Jonathan Horn & Katherine O’Donnell, Ohio State University [Instructor/Administrator level; bio and non-bio majors]
Our TAs used didactic lecture as a primary method of instruction despite department prioritization of active learning and student-centered teaching techniques in pre-term and ongoing training. Discussions with TAs indicated they adopted these lecturer-centric methods largely because it was the most common style of instruction they experienced as students. In response, our weekly instructional meetings regularly demonstrated active learning pedagogy to increase TA experience and familiarity with implementing these strategies. In this session, we will report how the meeting format change impacted the frequency of teaching techniques used by our TAs and how several TA behaviors changed with respect to meeting preparation and interactions.
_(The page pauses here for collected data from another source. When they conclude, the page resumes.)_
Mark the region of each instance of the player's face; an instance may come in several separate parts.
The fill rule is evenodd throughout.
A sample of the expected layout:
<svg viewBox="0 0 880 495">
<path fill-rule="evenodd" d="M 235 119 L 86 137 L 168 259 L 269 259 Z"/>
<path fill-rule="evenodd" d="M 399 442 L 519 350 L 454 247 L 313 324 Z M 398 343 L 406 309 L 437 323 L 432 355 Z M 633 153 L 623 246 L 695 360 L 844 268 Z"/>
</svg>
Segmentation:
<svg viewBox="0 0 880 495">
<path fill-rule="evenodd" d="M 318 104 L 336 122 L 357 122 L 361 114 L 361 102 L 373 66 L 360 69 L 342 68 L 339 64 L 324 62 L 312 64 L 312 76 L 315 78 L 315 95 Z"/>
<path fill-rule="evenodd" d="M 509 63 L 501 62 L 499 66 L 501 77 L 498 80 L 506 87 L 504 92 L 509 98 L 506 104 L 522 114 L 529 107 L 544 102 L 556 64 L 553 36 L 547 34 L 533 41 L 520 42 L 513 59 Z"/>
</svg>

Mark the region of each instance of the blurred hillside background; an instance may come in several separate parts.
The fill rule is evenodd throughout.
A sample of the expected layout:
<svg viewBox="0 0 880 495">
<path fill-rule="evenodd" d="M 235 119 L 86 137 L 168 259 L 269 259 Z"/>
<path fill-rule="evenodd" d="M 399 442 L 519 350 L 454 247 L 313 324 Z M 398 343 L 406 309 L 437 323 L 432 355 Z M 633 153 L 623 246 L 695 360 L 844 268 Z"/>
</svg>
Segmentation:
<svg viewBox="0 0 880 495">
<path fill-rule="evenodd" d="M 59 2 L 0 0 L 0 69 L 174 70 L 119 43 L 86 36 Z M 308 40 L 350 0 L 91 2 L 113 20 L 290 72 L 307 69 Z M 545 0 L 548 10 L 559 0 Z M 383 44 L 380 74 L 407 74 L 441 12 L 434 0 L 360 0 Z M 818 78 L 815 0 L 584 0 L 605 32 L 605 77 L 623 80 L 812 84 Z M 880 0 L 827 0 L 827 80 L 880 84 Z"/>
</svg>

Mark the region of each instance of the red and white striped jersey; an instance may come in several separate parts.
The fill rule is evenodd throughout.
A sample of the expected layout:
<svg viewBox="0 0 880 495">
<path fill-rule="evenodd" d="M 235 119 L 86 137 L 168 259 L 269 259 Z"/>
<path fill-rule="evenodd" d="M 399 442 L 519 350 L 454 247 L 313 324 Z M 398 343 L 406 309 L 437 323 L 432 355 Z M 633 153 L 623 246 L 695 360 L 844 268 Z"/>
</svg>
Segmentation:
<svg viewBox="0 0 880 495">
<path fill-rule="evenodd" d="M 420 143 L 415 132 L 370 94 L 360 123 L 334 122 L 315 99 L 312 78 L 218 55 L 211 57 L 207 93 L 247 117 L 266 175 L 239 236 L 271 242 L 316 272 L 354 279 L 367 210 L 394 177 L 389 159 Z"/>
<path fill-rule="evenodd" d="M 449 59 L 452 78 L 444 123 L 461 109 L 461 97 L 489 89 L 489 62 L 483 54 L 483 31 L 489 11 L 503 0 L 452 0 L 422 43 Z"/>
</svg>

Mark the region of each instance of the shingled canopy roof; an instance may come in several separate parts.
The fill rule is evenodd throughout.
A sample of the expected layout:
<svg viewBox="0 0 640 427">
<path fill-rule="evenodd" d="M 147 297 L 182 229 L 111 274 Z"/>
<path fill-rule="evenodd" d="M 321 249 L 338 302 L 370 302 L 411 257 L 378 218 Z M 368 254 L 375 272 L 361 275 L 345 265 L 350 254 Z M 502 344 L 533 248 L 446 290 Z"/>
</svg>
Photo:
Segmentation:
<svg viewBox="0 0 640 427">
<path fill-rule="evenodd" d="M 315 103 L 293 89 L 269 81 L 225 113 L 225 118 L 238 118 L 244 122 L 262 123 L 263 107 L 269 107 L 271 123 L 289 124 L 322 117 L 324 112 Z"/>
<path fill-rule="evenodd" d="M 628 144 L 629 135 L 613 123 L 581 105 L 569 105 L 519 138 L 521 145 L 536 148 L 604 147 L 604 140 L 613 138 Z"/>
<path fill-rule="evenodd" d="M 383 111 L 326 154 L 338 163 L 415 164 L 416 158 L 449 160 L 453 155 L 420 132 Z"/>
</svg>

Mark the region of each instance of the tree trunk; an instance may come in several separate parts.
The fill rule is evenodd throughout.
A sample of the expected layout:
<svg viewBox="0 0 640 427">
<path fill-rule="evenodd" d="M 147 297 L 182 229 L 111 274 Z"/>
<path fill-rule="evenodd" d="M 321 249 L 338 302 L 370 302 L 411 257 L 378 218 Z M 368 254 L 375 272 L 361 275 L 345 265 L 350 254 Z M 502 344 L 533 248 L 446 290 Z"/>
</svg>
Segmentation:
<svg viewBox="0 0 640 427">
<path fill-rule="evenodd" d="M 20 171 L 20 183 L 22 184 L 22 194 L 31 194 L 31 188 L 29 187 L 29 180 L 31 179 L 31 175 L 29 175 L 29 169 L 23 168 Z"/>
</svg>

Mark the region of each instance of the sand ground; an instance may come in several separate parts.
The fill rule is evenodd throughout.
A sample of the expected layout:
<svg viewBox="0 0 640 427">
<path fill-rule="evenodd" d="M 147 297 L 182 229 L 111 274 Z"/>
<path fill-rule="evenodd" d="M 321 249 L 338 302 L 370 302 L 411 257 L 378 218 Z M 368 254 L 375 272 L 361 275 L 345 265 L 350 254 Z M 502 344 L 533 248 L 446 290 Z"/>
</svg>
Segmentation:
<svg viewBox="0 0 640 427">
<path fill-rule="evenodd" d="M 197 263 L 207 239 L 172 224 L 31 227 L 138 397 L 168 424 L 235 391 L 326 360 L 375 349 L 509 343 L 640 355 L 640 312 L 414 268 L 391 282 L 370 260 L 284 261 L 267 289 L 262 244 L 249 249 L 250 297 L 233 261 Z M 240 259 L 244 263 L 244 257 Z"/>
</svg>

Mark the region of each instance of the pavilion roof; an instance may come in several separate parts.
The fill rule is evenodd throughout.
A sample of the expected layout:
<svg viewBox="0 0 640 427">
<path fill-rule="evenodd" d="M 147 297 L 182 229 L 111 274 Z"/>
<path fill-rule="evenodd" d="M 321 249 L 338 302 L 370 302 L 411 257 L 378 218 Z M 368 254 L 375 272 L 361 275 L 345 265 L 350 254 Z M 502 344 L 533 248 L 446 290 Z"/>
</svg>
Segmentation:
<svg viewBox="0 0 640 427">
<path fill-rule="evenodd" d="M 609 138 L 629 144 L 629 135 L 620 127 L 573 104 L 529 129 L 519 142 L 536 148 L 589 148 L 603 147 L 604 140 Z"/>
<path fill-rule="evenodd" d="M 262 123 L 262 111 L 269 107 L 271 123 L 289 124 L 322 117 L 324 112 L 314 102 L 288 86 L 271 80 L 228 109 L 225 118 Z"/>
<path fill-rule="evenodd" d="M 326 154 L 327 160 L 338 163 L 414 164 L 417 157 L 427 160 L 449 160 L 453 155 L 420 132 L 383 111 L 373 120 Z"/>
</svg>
Additionally, we will share our methods, rationale, and top ‘tricks’ for influencing course leadership to employ these tactics. In the process, participants will use backward design to develop a plan for creating change in meetings held at their own institutions.
Photos to Phylogenies: A Scavenger Hunt to Explore the Tree of Life
Caitlin Conn, Berry College [Freshman-Grad student level; bio majors]
The groundbreaking evolutionary biologist Theodosius Dobzhansky famously stated that “nothing makes sense in biology except in the light of evolution.” Because phylogenetic trees represent evolutionary relationships, it is critical for students of biology to understand them; however, phylogenetics can be a dry and difficult subject, and its applicability to everyday life can be unclear. The laboratory activity introduced here asks students to observe local biodiversity and analyze its evolutionary relationships, empowering them to actively engage with phylogenetics and conceptualize its relevance to the world around them.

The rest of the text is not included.